Many synths can only play one note at a time (they are monophonic). With the arpeggiator on, if more than one note is pressed at a time, the synth will alternate between the notes. They also often have a range control that allows the user to tell the ynth to play additional octaves - so if the range is set to two octaves the synth will play the keys that are held down in the octave that they are played and then in the next octave up/down....


"The Prodigy is what Moog personnel came to know as the "bootleg Moog." Designers [Rich] Walborn and [Tony] Marchese concocted the Prodigy on the quiet They wanted to see if they could build a '$500 Moog,' and they did just that. They simply dumped it on the marketing division weeks before the Winter NAMM show and said, 'Here it is, give it a name.' To the Moog marketing team's eternal credit, they scraped themselves off the floor and did just that.

"This clean-lined synth offers two oscillators and limited but high-quality filter and modulation controls [with a 2 1/2-octave, 32-note (F-C) keyboard].... Prodigy was Moog's biggest seller next to the Minimoog.

"Both oscillators have a switchable choice of sawtooth, triangle or pulse (narrow on osc 1, square on osc 2) waveforms, and they can be pitched within a two-octave range. Osc 1 calibrates this as 32' to 8' and osc 2 from 16' to 4'. An interval knob can split the voices up to a fifth apart, and a sync switch smartly lashes them back together again for those searing, forced tones that remain de rigeur in the Jan Hammer school of lead synth playing. A small mixing panel offers independent control over the level of each oscillator, plus a master volume.

"At the time, Moog made much of its 'heated chip' technology -- not a culinary term, but a method by which Moog hoped to cure the perennial problem of oscillators drifting out of tune. But the Prodigy made only a negligible improvement in this regard, and prospective purchasers are wise to leave an instrument on for a while to see how well it performs.

"The 24dB/oct lowpass filter features standard cutoff frequency and resonance (Moog persisted in calling this 'emphasis') controls and a slightly limiting ADS envelope generator. [There is a separate ADS envelope generator for each of the VCF and the VCA.] The filter can track the keyboard (fully, half on or off) and is good for self- oscillating, whistly ghostly noises. Modulation is limited, with a square- and sine wave- only LFO capable of modulating either or both of the VCO and VCF.

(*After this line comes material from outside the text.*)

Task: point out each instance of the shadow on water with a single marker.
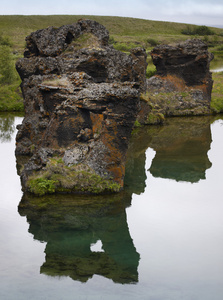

"There's a lot more Walborn and Marchese could have put on, of course, but that's not the point here. They were designing to a very tight, albeit selfimposed, financial brief, and the spinoff benefit is that no one gets frightened or bamboozled with sample-and- hold or a squillion modulation sources and destinations on a Prodigy.

"The basic sound of a Moog synthesizer is still here, not classically so, and not particularly flexibly so, but with portamento and a pair of stiffish mod and pitch wheels (which I trust will have eased up a bit on most models by now), you can crank out some nice squelchy bass lines and more. The oscillator hard-sync sounds work particularly well.

"Encased in wood [maple], the unit's basic construction was of good quality, which means they stand a chance of survival. Some of the panel hardware was of less sturdy stuff, so some knobs and switches might need to be replaced." [Earlier models had no external control inputs. Later models have CV/S-trigger inputs and outputs, as well as inputs for pitch, VCF and sync control.]